White settlers started moving into the land along Econfina Creek shortly after the United States acquired Florida in 1821. One of the earliest settlers was William Gainer, who was with Andrew Jackson's forces when they passed through the area on their way to Pensacola in 1818 (during the First Seminole War). The bottom land along Econfina Creek was the only place in what is now Bay County that had plantations using slaves. The first cotton shipped from St. Joseph was reported to have come from Econfina. To facilitate this traffic, the Territorial Legislative Council declared Econfina Creek a navigable river up to the Gainer Bridge (built by William Gainer after the natural bridge collapsed).

==Deer Point Lake==
Deer Point Lake was created when a dam was constructed across North Bay, part of St.

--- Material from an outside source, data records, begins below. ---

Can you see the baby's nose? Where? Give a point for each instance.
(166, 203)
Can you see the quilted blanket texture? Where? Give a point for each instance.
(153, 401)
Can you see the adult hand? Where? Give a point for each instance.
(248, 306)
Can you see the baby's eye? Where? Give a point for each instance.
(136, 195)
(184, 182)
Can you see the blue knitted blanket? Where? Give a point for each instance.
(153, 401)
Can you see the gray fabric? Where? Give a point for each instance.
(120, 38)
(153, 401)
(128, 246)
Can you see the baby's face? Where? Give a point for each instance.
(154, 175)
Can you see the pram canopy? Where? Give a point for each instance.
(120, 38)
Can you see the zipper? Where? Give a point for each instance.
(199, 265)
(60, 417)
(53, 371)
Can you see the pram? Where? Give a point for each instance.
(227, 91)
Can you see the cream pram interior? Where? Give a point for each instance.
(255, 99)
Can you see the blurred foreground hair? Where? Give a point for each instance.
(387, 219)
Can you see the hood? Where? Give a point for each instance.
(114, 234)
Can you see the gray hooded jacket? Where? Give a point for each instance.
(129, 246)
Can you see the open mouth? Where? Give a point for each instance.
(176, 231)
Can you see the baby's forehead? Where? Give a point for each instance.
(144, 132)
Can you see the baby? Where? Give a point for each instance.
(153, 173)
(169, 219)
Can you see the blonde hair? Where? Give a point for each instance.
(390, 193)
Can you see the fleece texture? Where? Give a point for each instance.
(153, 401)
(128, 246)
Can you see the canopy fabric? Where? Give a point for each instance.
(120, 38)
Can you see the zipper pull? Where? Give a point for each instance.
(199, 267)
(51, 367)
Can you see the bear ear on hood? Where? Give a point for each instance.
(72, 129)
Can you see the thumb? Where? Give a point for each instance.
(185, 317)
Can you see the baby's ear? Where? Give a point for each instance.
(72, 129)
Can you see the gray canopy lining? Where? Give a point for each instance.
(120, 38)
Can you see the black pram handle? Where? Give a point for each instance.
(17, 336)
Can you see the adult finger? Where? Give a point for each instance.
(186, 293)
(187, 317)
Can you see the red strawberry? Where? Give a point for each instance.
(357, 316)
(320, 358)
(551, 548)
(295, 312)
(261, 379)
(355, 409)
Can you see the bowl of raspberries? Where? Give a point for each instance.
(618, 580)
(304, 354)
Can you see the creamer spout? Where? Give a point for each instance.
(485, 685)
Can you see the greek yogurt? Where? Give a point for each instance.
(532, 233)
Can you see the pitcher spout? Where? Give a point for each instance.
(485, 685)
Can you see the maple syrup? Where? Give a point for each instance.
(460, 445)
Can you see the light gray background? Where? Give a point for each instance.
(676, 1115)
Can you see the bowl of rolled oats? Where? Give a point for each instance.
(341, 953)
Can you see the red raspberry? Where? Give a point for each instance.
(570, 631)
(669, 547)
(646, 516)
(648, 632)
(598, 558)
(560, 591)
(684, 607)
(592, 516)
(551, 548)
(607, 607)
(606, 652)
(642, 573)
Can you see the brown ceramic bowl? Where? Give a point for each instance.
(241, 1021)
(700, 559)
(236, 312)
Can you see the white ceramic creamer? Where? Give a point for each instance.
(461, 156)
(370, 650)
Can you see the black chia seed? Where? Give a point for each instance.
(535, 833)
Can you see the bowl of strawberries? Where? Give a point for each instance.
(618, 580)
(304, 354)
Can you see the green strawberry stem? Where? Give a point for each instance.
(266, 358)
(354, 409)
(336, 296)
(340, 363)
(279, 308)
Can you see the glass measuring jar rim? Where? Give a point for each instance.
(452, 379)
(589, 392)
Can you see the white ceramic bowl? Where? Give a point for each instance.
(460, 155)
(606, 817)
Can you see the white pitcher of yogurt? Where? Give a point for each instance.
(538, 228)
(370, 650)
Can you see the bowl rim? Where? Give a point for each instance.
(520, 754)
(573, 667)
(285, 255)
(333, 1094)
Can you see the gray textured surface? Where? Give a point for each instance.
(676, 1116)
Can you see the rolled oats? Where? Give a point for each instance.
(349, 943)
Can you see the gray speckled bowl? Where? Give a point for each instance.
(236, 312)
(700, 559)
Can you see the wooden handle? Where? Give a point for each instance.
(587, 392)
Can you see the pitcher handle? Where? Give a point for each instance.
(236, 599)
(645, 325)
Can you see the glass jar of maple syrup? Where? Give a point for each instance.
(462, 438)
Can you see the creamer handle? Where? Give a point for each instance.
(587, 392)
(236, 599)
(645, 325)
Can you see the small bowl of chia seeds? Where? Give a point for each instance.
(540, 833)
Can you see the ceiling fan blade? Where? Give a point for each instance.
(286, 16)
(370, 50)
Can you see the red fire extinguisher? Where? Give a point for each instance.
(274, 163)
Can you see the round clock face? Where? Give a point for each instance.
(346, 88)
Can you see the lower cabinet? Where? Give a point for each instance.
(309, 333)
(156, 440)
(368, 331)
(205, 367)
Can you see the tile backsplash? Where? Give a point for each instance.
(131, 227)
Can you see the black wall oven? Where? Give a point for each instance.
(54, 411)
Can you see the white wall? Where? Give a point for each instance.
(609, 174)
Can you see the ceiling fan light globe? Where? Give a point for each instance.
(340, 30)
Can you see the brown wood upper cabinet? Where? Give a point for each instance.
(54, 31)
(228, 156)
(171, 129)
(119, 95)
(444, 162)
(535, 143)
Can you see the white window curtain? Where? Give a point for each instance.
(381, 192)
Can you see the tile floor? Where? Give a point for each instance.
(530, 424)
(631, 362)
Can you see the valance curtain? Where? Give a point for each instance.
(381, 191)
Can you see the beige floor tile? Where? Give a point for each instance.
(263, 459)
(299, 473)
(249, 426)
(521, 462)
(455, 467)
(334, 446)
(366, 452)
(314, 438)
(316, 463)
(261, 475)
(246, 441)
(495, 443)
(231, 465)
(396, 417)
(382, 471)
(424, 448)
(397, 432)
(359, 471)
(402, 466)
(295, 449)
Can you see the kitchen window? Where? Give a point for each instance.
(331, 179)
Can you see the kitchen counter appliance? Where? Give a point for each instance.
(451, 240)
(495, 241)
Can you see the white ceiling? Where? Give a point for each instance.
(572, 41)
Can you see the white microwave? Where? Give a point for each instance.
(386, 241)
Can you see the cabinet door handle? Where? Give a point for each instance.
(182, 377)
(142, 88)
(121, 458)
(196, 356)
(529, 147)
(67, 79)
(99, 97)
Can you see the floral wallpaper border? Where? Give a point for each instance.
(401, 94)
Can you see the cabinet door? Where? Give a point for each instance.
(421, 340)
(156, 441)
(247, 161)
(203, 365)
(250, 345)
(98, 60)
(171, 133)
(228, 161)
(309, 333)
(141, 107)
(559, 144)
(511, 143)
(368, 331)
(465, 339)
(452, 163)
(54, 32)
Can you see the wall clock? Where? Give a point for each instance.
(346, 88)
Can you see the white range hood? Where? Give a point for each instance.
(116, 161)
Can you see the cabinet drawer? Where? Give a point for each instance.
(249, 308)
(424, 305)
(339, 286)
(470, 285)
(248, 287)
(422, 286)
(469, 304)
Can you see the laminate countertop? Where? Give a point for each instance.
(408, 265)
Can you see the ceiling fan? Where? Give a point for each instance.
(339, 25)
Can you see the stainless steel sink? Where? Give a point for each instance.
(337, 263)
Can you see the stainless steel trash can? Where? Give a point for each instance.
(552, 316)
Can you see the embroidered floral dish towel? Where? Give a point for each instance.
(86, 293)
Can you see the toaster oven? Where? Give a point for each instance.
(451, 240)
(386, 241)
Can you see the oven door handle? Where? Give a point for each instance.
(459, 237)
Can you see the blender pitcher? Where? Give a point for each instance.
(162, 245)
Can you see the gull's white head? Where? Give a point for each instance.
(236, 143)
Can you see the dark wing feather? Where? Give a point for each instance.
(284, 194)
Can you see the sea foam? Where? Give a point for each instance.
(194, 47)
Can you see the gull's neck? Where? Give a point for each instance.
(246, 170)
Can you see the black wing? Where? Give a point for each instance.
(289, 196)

Andrews Bay, in 1961. The reservoir covers 5000 acres. It has a watershed (including Econfina Creek) of 422 sqmi. The reservoir receives an average of 600000000 USgal a day from four sources, and provides fresh water to Panama City and other parts of Bay County. About 60% of the water in the reservoir comes from Econfina Creek. During very dry conditions, Econfina Creek supplies up to 80% of the water flowing into the reservoir.